Are trade shows all they might be; how might we know?

You might argue that trade shows are as good as they can possibly be. I am obviously not suggesting that there are no new ideas, for instance in segments which did not exist 10 years ago, nor occasionally launching cleverly into a smaller venue and growing there. Nor that new companies cannot grow on the back of new launch events and disruptive approaches (this is not an advertisement, but CloserStill did exactly that). But don’t ignore the facts. In the UK, the 50 largest exhibitions represent some 75% of the whole turnover of our industry (surprising perhaps but true) and most are relatively well embedded.

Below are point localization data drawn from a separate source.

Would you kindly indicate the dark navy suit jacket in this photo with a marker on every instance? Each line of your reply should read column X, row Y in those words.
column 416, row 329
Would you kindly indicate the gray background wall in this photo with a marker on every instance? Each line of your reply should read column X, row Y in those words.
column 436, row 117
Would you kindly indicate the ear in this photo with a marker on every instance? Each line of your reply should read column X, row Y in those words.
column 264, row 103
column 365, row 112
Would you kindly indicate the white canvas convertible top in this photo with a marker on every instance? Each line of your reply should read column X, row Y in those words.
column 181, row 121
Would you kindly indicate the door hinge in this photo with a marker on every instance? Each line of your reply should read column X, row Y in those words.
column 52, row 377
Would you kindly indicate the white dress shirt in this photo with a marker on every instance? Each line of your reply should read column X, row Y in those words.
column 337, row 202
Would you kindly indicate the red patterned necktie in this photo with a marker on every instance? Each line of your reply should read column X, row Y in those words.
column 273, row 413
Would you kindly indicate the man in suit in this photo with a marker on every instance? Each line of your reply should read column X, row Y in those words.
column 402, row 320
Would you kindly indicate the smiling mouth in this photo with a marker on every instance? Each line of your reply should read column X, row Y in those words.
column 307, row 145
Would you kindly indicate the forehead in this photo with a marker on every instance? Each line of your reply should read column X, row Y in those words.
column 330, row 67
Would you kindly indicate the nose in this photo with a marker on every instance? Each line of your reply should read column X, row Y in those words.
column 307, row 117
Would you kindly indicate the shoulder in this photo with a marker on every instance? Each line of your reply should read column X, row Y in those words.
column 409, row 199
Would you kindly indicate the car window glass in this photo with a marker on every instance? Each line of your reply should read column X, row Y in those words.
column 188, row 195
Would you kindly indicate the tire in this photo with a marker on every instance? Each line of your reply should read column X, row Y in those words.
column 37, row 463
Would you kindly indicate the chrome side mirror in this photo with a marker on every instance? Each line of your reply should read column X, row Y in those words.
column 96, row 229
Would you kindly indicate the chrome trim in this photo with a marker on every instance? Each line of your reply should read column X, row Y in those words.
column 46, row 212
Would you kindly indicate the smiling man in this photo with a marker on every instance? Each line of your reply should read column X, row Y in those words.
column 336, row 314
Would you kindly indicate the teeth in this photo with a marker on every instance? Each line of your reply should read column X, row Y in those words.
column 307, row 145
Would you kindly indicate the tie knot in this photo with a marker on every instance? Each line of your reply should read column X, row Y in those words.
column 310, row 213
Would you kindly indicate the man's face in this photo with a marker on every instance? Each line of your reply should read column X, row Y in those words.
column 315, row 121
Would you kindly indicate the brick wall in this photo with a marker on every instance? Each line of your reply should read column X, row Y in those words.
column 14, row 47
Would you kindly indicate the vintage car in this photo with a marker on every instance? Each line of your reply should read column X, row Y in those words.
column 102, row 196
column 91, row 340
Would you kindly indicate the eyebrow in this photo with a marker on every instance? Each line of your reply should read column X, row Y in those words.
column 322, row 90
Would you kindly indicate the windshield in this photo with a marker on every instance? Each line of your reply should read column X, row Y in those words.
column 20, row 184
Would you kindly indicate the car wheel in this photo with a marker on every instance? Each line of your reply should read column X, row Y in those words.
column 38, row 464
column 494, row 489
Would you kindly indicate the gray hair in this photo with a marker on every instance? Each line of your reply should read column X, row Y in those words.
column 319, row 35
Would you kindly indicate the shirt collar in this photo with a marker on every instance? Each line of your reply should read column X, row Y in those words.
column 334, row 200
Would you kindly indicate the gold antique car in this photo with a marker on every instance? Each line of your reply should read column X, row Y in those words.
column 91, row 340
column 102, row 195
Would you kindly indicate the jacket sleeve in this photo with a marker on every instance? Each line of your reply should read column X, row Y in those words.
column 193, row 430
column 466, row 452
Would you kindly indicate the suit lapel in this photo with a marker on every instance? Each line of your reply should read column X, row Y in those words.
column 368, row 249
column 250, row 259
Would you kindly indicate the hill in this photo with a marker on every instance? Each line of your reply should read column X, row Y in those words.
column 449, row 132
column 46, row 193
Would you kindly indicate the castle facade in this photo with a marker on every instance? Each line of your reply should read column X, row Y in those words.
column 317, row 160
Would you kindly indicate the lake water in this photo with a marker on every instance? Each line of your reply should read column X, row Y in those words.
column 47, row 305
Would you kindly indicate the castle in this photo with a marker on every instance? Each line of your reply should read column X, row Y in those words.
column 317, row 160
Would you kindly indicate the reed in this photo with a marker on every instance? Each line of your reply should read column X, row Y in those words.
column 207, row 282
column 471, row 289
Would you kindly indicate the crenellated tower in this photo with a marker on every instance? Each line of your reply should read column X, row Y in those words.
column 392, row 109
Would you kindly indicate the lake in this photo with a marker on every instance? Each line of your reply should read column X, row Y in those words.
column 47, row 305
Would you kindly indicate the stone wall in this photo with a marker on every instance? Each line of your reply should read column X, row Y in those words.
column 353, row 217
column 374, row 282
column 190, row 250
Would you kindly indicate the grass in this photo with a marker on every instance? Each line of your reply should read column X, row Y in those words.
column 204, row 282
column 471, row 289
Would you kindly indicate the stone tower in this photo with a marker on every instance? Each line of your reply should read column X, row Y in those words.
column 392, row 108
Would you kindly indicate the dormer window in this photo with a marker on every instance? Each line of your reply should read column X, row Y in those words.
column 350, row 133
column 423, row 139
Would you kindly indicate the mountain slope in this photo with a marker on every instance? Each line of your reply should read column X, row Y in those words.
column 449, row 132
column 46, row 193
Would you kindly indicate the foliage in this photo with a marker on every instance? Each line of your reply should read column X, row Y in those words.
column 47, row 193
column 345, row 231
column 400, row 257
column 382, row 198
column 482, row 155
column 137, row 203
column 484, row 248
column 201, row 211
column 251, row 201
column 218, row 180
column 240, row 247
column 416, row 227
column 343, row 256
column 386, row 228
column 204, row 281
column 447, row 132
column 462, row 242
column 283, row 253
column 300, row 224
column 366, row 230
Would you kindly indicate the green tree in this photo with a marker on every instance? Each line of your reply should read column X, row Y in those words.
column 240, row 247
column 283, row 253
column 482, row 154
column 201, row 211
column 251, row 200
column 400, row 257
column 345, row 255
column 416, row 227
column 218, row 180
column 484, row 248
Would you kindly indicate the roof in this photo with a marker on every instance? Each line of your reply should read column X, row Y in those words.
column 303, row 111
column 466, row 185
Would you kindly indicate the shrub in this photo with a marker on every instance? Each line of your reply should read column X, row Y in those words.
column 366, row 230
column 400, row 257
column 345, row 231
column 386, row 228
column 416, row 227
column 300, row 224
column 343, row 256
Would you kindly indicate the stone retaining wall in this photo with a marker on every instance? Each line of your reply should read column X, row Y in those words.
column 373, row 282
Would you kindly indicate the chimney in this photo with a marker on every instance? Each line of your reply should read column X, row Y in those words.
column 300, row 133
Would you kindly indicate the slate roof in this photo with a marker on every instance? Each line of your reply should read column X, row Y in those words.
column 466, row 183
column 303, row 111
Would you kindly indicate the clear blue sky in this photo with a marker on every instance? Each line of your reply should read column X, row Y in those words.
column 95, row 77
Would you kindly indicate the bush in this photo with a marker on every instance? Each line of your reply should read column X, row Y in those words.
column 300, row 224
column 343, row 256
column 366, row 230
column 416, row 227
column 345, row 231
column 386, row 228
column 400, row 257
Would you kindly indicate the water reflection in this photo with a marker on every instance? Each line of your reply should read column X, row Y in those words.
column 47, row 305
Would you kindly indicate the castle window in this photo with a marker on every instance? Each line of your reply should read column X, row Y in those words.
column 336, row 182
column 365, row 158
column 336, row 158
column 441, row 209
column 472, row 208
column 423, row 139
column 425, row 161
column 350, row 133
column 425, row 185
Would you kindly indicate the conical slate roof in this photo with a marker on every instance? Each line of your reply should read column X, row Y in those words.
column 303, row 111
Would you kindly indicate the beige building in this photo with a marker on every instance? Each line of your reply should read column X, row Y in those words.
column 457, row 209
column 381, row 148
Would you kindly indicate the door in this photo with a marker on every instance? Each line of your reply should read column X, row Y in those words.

We have tended to define success as doing roughly the same thing each year and growing the profits by perhaps 3%. So many of our shows have been about raising prices a bit, simple order taking, keeping cost rises down, watching the cell in the bottom right-hand corner of the spreadsheet, and getting the 25% bonus for meeting budget. I am not against this – and there are very good reasons why our industry operates as it does – but this is not going to win anyone a Business Award for growth and excellence. In our large groups, it is the people who go out and launch a new event, however small, who should get the big bucks – not the managers running a stable, non-competitive event each year.

I am perhaps exaggerating a little to support my argument, but our system can, in its very nature, be accused of tending to inhibit growth and quality. Arguably, we unconsciously restrict innovation and change. This is not because we are bad or unaware people – any more than the Chinese were in 1500. It just happens to be the environment (and the very successful one) in which we work. Hence, we are rather different from most businesses. Charles Darwin, had he ever heard about trade shows, is unlikely to have included us with the finches in On the Origin of Species.